5. Outros Retratos. O
Programa Personalidades exibiu três filmes sobre pessoas de cinema.
Três filmes bastantes distintos, tanto no percurso de seus realizadores
quanto na aproximação com seus retratados. Cinema Pagador,
de Isabel Ribeiro e Henrique Pires, é um documentário de
linguagem oficial sobre Anselmo Duarte, e embora não tenha nenhuma
característica formal que possa diferenciá-lo como cinema,
o filme faz um registro audio-visual importante da figura um tanto esquecida
de Duarte, assim como de um bocado de suas idéias acerca do mundo
do cinema (idéias pra lá de repisadas para quem acompanhou
sua trajetória ou leu seu livro Adeus, Cinema, mas ainda
assim importantes de serem capturadas em cinema). Mojica, de Ricardo
Miranda, é um instigante experimento em torno da figura de José
Mojica Marins e em torno da construção cênica com
espelhos e materiais encontráveis em qualquer sala de estar. A
um grande momento em que Mojica fala excitadamente e de improviso (sobre
sua filosofia, sobre cinema), segue-se um não tão interessante
momento em que o retratado lê, um tanto para dentro e desprovido
de emoção, um relato de terror acompanhado de uma cítara.
Abry, de Joel Pizzini, constrói-se a partir de fragmentos
da vida de Lúcia Rocha, mãe de Glauber e Anecy, e mulher
por trás da manutenção da memória do filho
cineasta com o Tempo Glauber. A propósito de uma operação
delicada, o filme faz uma espécie de acompanhamento da convalescença
de Dona Lúcia ao mesmo tempo que aborda sentimentalmente o mundo
ficcional de sua retratada, amalgamando a convivência com seus netos,
os poemas que fazia quando menina, sua vida à frente do Tempo Glauber
e suas memórias num fluxo visual e narrativo ao mesmo tempo delirante
(por fundir sujeito e objeto, ficção e documento) e belo
(pelo incrível talento do cineasta). Um dos momentos mais fortes
do cinema brasileiro em 2003.
6. Em História da
Eternidade, de Camilo Cavalcante, também há momentos
fortes. Construído a partir de ícones de violenta força
visual que se sucedem e/ou aparecem simultaneamente na tela, entrando
numa sala de cinema e depois saindo dela, o filme é uma tentativa
de totalização da vida e da história através
de 15 minutos. Naturalmente, essa definição mostra o vigor
e a fraqueza do projeto. Mesmo impactante do ponto de vista visual e da
"montagem" dos ícones, o virtuosismo parece aqui assumir
um valor mais ostentatório do que narrativo, ao contrário
de seus outros filmes (Ocaso, O Velho, o Mar e o Lago),
o fluxo da história parecendo servir mais como desculpa do que
como argumento.
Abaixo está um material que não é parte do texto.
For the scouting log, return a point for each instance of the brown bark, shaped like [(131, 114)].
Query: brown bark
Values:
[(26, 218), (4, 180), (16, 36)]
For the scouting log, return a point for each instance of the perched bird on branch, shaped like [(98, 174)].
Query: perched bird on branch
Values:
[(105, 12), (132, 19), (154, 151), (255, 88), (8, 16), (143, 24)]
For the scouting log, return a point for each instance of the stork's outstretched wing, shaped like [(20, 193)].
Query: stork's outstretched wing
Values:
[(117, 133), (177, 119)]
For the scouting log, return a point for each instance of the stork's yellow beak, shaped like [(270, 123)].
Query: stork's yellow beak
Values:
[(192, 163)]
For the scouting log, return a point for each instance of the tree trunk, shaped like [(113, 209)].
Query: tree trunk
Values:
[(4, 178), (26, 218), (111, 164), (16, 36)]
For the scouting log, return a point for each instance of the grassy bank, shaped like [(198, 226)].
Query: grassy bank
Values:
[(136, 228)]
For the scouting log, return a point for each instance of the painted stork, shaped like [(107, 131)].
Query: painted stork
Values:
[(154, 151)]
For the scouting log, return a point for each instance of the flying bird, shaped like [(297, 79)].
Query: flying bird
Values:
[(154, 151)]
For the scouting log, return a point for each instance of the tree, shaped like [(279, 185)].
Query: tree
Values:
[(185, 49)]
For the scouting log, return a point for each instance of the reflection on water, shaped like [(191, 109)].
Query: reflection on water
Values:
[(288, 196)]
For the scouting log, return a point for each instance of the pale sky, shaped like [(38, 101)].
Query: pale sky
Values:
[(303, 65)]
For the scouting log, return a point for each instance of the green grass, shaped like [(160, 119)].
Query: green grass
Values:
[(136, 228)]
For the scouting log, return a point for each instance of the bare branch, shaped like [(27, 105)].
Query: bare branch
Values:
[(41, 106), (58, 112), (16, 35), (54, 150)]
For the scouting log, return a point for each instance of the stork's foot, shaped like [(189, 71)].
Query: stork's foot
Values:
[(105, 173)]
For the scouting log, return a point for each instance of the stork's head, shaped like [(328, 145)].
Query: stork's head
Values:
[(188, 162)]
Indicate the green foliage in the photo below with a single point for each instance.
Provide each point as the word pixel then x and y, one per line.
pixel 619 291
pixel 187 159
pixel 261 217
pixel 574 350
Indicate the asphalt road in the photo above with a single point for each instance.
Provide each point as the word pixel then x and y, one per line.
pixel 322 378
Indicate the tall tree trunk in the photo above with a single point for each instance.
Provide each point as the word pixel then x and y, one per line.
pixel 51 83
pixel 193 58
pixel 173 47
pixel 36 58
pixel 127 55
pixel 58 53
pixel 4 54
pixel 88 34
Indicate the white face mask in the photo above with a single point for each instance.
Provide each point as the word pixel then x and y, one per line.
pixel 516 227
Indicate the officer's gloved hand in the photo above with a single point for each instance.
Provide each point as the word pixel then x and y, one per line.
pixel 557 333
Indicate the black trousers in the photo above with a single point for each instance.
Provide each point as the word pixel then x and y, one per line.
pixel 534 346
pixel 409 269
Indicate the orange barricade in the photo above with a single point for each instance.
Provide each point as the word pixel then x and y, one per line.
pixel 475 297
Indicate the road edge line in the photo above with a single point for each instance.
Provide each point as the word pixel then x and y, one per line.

Outro filme também bastante ambicioso formalmente,
mas dessa vez bastante simples na realização, é Brasiliapé,
realização coletiva da companhia brasiliense RC Ballerini.
Tomando como princípio estruturante três personagens caminhando
a esmo pelas vias largas da cidade de Brasília, o filme é
um experimento sobre a arquitetura da cidade e uma observação
sobre como o planejamento urbano convive com a experiência de andar
a pé numa cidade em que a locomoção é privilégio
dos veículos automotivos. Absurdamente simples nos meios de produção
a montagem foi feita na própria câmera, ligando e
desligando e bastante construído conceitualmente,
Brasiliapé mais do que comprova a força da criatividade
sobre o "bem encenado e caro" da uma parte da produção
de curta-metragens nacionais.
7. Sobre poesia e enunciação.
Os filmes mais felizes em transpor universos de enunciação
poética para a tela construindo uma linguagem própria a
partir dos textos de base foram Sonetos, de Eduardo Baggio e Carlos
Rocha, Dá-Dos, de Pedro Palhares Fernandes, e Procurando
Falatório, de Luciana Tanure. Curiosamente, os três são
apropriações de experiências poéticas do século
XX que questionam o estatuto da palavra consciente escrita e expandem
o sentido de poesia e construção estética para além
de suas fronteiras costumeiras. Sonetos constrói um filme
pequeno e coeso em torno de alguns sonetos visuais do poeta Avelino de
Araújo. Aproveitando-se da ordem 4/4/3/3 dos versos do soneto,
o poeta compunha sonetos apenas com linhas de arame farpado ou dentes
de garfo. A estrutura da encenação do filme é tão
sucinta quanto: plano geral nas catorze linhas, depois planos fechados
em cada estrofe. Tempo de plano e relação geral/particular
constróem um tecido semântico tão forte quanto os
dos poemas visualizados. Dá-Dos é uma aproximação
dos universos poéticos de artistas dadaístas como Kurt Schwitters
e Tristan Tzara através de montagens bruscas, da idéia mallarmeana
de acaso ("um lance de dados jamais abolirá...") e da
utilização de found footage. Consegue um resultado
dissociativo com uma violência formal impressionante dentro de suas
propostas. Procurando Falatório se inscreve num universo
menos "culto" do que esses dois outros registros: a partir da
"fala poética" da esquizofrênica Stela do Patrocínio
(coligida pela poetisa Viviane Mosé), o filme organiza-se em torno
de internos da Casa Juliano Moreira e do contato deles com o discurso
poético da artista. Fragmentado e íntimo, doce e evocativo,
Procurando Falatório é um filme intencionalmente
"solto" como o discurso da artista que tem por base, e uma experiência
para lá de rica de composição coletiva (é
fruto do Prêmio Sal Grosso, projeto de filme cuja equipe técnica
é escolhida a partir de prêmios dados aos melhores trabalhos
do Festival Brasileiro de Cinema Universitário).
8. Terror. Amor Só
de Mãe, de Dennison Ramalho, é uma adaptação
livre da letra da canção "Coração Materno",
de Vicente Celestino. Nela, um campônio mata sua mãe e retira-lhe
o coração para satisfazer um gracejo da amada. Aqui, Ramalho
adapta a história inserindo nela toques de quimbanda. Apesar das
excelentes atuações e do nível impecável da
produção, o filme entrega tudo muito fácil em sua
ânsia de tudo mostrar e de criar imagens de impacto. Até
cria, mas sob uma aura mais provocativa do que envenenadamente estética.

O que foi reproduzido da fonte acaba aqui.